帶孩子們徒步巍寶山,是我們自2015年初訪巍山時最常做的一件事。每次陪同親友來訪,巍寶山是我們遊玩的必選之地。今天,我們選擇在大雨中出發前往探訪,只為山中那一大片神秘、濕潤、空靈、靜默又熱鬧的原始叢林。








夏天,尤其是遇上下雨,巍寶山的原始叢林蔥翠濃郁,飽滿的濕度取代穿梭其中的流光,溫潤柔和,輕觸軀體的那一刻,彷彿呼吸都變得多余,鋪面而來的花樹氣息直抵心脾。山玉蘭楠圓形寬大厚實的革質葉片完美無瑕,每一片葉子都在極力挽留路過的雨珠,葉面閃爍的微光似在敘舊。一年中,這樣的時光太短暫了,雨水只屬於夏季,而夏季並非每天都有雨水。












從南詔土主廟開始,巍寶山叢林的原始特性變得鮮明起來。乾枯的闊葉和松針鋪滿山地,雜樹零亂無序地生長在山間,樹幹上長滿四季常綠的大灰蘚,高達20多米的古樹遮天蔽日……若非一條貫穿整座巍寶山、管理得當的青石臺階路引導,遊人在這樣的原始叢林裡行走大概很容易迷路。



林中的高山栲居多,百年以上的高山栲亦不可計數,僅靈官殿前300年的高山栲就有13棵,遑論占地近20平方公里的整座森林。從高不及半米、粗不過竹筷,到數人合抱、高可達20米的高山栲,你都可以在山中遇見。當你把路旁身邊那棵矮小瘦弱的高山栲與林中巨大、需要你仰望的那棵大樹來比較審視時,300年的時光才會在你面前具象化,立體化。生而為人,我們無論如何身臨其境,也不能真切體會這種人來人往、雁去雁留的深厚綿長與沉靜慈悲。

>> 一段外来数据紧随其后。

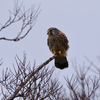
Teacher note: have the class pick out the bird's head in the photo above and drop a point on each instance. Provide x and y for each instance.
(52, 31)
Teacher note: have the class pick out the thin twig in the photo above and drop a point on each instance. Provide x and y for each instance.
(29, 77)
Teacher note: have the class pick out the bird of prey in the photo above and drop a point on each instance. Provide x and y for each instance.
(58, 45)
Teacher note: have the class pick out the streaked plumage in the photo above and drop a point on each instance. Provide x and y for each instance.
(57, 41)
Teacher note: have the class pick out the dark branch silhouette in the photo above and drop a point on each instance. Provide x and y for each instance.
(31, 82)
(26, 17)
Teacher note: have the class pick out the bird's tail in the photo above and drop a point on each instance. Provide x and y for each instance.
(61, 62)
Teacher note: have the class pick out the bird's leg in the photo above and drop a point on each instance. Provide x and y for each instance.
(57, 53)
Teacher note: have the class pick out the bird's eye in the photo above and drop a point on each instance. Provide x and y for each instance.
(51, 32)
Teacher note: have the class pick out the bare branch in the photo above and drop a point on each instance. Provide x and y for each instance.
(27, 18)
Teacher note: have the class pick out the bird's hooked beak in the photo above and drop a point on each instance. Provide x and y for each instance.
(48, 32)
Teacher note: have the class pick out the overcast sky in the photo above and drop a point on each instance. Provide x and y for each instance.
(78, 19)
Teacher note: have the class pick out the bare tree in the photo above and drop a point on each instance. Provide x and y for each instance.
(26, 17)
(83, 86)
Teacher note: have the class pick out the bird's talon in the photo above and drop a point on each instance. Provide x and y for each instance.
(54, 53)
(59, 53)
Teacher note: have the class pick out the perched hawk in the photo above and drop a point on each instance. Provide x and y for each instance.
(58, 44)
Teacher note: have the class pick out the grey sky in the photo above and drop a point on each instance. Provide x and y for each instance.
(78, 19)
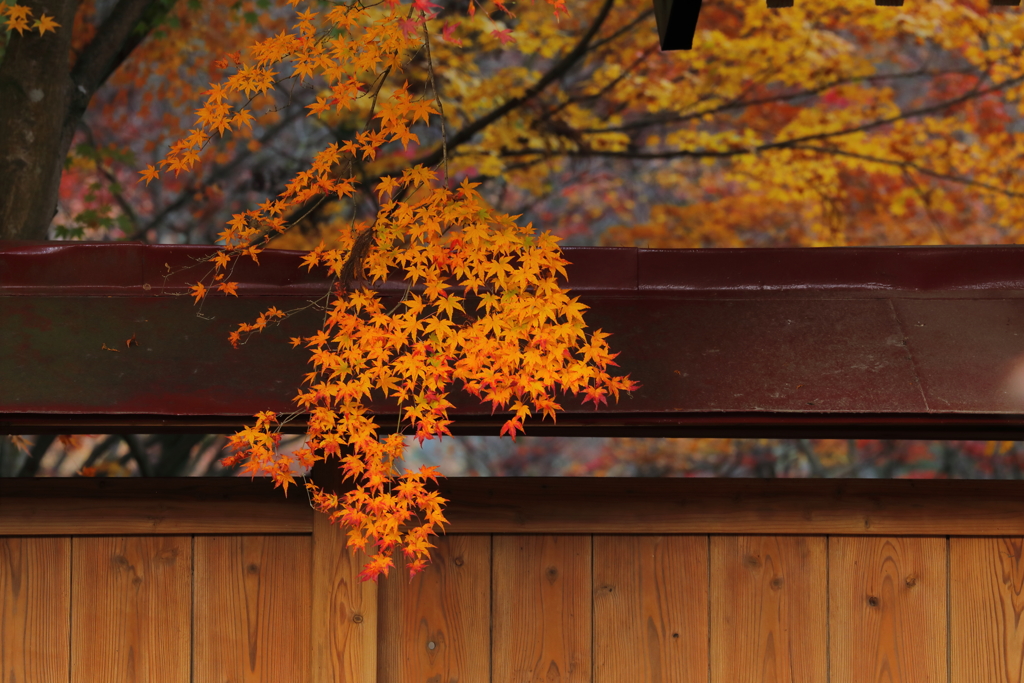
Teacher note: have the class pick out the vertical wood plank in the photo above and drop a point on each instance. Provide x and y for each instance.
(436, 628)
(541, 609)
(769, 609)
(252, 614)
(888, 609)
(131, 602)
(986, 600)
(650, 608)
(344, 610)
(35, 609)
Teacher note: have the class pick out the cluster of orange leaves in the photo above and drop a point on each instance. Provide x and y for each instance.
(481, 302)
(15, 17)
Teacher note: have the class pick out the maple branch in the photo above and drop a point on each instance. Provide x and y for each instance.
(437, 98)
(217, 173)
(121, 32)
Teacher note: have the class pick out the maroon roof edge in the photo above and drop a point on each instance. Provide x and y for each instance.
(902, 341)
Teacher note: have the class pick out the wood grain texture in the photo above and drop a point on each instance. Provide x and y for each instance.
(768, 609)
(986, 629)
(131, 608)
(581, 505)
(888, 609)
(252, 609)
(436, 628)
(541, 597)
(35, 609)
(650, 609)
(344, 610)
(88, 516)
(538, 505)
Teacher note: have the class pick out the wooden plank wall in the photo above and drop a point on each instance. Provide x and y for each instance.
(189, 606)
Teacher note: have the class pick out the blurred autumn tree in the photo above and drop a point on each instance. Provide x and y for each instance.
(820, 124)
(814, 125)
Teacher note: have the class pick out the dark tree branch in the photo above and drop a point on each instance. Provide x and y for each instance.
(43, 98)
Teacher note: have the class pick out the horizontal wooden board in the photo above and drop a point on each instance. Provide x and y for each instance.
(26, 516)
(541, 505)
(809, 507)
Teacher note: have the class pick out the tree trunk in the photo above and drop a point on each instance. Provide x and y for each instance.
(43, 97)
(35, 91)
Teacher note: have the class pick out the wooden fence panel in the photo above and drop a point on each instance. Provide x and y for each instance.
(986, 591)
(769, 609)
(650, 608)
(131, 609)
(252, 609)
(542, 597)
(344, 610)
(888, 609)
(35, 609)
(437, 627)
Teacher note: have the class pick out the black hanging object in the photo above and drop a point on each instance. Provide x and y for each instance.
(677, 22)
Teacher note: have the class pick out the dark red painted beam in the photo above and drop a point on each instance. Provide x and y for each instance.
(925, 342)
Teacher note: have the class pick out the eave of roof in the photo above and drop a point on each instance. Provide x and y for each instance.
(924, 342)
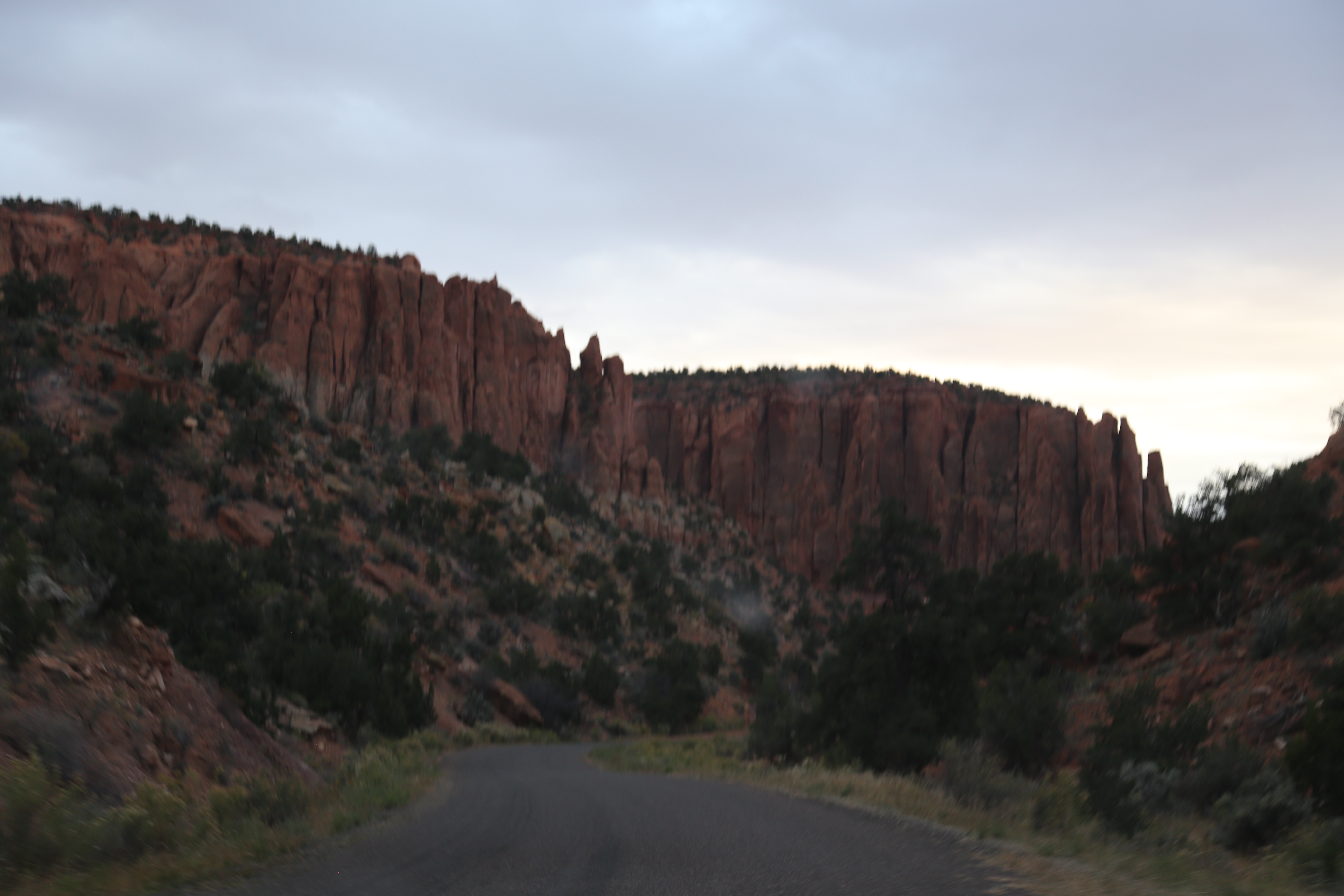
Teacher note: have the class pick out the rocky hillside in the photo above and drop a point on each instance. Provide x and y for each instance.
(796, 459)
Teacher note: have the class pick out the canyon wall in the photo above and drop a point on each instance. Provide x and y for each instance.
(799, 460)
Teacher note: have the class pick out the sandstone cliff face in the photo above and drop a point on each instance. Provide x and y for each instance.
(799, 461)
(376, 342)
(802, 463)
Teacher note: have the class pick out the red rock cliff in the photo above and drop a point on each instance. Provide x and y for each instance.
(802, 460)
(798, 460)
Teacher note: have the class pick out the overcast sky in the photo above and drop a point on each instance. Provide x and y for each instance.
(1135, 208)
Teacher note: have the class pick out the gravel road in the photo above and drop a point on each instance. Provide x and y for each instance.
(542, 820)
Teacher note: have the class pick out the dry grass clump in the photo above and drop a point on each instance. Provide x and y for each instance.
(1039, 831)
(56, 838)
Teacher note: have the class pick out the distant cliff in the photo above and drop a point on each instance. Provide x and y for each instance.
(799, 460)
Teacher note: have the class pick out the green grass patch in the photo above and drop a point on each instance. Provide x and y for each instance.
(58, 839)
(1049, 839)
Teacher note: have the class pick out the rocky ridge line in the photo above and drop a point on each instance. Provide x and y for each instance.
(798, 464)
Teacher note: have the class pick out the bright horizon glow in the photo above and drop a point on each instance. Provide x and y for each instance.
(1121, 208)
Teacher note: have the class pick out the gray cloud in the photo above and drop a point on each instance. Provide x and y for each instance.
(964, 175)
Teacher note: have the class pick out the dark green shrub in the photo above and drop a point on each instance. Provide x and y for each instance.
(1319, 852)
(428, 447)
(1113, 608)
(974, 776)
(244, 382)
(271, 802)
(476, 710)
(892, 690)
(554, 698)
(179, 366)
(1134, 735)
(1314, 757)
(1019, 610)
(1022, 716)
(349, 449)
(514, 594)
(1219, 772)
(26, 297)
(672, 694)
(779, 713)
(600, 680)
(484, 553)
(894, 557)
(1259, 812)
(589, 567)
(564, 498)
(596, 617)
(483, 457)
(760, 653)
(252, 440)
(148, 424)
(1198, 570)
(23, 628)
(490, 633)
(1320, 618)
(1273, 625)
(713, 660)
(142, 332)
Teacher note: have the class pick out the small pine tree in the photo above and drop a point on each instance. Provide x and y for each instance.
(22, 627)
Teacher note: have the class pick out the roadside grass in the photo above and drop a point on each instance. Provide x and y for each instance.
(56, 838)
(1041, 831)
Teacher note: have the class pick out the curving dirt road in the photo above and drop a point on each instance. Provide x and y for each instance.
(541, 820)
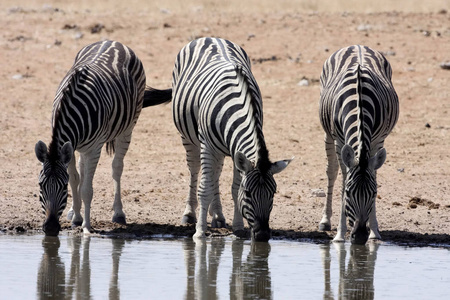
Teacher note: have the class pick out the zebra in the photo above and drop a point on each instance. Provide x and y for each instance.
(97, 102)
(217, 109)
(358, 109)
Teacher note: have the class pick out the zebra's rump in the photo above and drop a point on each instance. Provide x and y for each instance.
(100, 97)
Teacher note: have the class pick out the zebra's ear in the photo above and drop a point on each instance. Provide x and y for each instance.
(41, 151)
(348, 156)
(378, 159)
(66, 153)
(280, 165)
(242, 163)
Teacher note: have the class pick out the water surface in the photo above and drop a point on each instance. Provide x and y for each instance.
(38, 267)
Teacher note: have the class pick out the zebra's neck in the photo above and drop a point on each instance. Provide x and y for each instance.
(362, 144)
(61, 131)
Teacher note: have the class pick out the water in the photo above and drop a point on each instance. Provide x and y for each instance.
(36, 267)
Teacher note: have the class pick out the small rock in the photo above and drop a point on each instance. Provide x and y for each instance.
(20, 229)
(445, 65)
(303, 82)
(364, 27)
(78, 35)
(318, 193)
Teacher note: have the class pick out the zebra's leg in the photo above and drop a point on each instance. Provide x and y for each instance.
(332, 172)
(88, 161)
(74, 214)
(342, 227)
(193, 162)
(373, 225)
(209, 167)
(122, 143)
(238, 221)
(215, 208)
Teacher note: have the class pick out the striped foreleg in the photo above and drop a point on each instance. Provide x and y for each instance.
(332, 172)
(121, 147)
(215, 208)
(193, 163)
(238, 221)
(74, 214)
(208, 186)
(88, 165)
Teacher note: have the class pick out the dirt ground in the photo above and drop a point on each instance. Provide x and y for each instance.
(287, 43)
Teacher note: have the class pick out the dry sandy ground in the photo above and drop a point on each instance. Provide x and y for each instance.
(39, 40)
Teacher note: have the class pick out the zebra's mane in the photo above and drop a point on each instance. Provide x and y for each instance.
(263, 162)
(59, 103)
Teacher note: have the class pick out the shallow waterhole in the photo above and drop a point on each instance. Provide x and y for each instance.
(92, 267)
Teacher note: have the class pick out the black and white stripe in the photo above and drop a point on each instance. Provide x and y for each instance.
(97, 102)
(217, 108)
(358, 109)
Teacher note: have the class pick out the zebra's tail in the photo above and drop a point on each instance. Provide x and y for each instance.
(154, 97)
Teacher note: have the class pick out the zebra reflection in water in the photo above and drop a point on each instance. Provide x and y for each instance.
(51, 277)
(355, 281)
(51, 272)
(250, 279)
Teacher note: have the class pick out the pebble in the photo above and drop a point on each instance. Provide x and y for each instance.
(303, 82)
(318, 193)
(445, 65)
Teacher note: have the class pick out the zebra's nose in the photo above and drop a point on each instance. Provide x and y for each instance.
(51, 226)
(359, 234)
(261, 231)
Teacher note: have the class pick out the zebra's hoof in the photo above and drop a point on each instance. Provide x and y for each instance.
(324, 227)
(77, 223)
(120, 220)
(218, 223)
(188, 220)
(241, 233)
(70, 215)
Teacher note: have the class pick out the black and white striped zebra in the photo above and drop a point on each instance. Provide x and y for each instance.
(358, 109)
(97, 102)
(217, 108)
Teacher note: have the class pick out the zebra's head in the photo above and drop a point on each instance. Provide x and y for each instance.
(255, 196)
(360, 190)
(53, 180)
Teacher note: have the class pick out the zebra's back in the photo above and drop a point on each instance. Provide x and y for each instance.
(358, 101)
(100, 97)
(212, 81)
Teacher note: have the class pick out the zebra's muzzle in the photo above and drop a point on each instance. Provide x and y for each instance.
(260, 233)
(51, 226)
(359, 234)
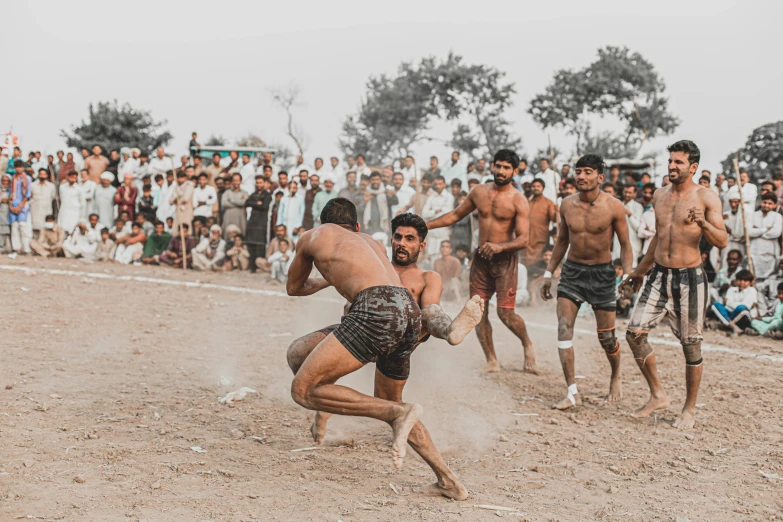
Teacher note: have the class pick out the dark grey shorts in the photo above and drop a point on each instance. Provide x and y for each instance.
(593, 284)
(383, 326)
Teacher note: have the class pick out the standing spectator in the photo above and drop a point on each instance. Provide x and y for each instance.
(21, 228)
(96, 164)
(42, 203)
(233, 203)
(765, 231)
(156, 244)
(50, 242)
(73, 205)
(259, 203)
(5, 227)
(181, 199)
(291, 210)
(204, 197)
(322, 198)
(104, 200)
(161, 163)
(542, 216)
(308, 219)
(125, 198)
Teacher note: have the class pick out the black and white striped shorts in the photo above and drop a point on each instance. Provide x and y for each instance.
(682, 293)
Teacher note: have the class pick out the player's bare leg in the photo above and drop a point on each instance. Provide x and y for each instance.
(297, 353)
(484, 333)
(517, 326)
(645, 359)
(566, 316)
(440, 325)
(686, 420)
(605, 324)
(314, 388)
(448, 484)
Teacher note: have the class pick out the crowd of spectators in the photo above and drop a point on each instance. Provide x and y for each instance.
(237, 212)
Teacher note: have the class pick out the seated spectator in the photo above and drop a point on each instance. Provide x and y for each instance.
(156, 244)
(211, 251)
(106, 247)
(50, 240)
(449, 268)
(173, 254)
(280, 261)
(237, 257)
(734, 310)
(130, 246)
(770, 326)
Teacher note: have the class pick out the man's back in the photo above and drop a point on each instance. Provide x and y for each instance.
(350, 261)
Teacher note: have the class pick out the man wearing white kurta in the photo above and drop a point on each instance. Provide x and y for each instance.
(765, 231)
(72, 203)
(439, 203)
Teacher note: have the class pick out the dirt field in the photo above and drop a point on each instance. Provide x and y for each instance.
(109, 389)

那些像絨毛一般長滿樹幹的大灰蘚啊,到了雨季,它們就快活了。雨水從上往下滑落,它們就排著隊迎接。蹲在樹根下觀察,你會發現,那些緊緊撅住雨滴的大灰蘚不再是綠色的,而是泛出一種琥珀色的光澤。它們像長在深海裡的海草,被游魚戲弄。當雨季結束,它們又要在乾旱裡堅守一年了。路上折落的殘枝也是綠色的,上面有葉狀和枝狀地衣。這樣的地衣亦隨處可見。數月前,我曾將一截15厘米長的枯枝帶回家中,枝上的地衣至今存活。查看了相關資料我才得知,只需要給它們灑點水,它們就能復活如初了。地衣對生長環境要求極高,有大氣污染的地方就沒有地衣。所以,在這裡,你可以放心大膽地呼吸空氣,做一條深海裡的魚。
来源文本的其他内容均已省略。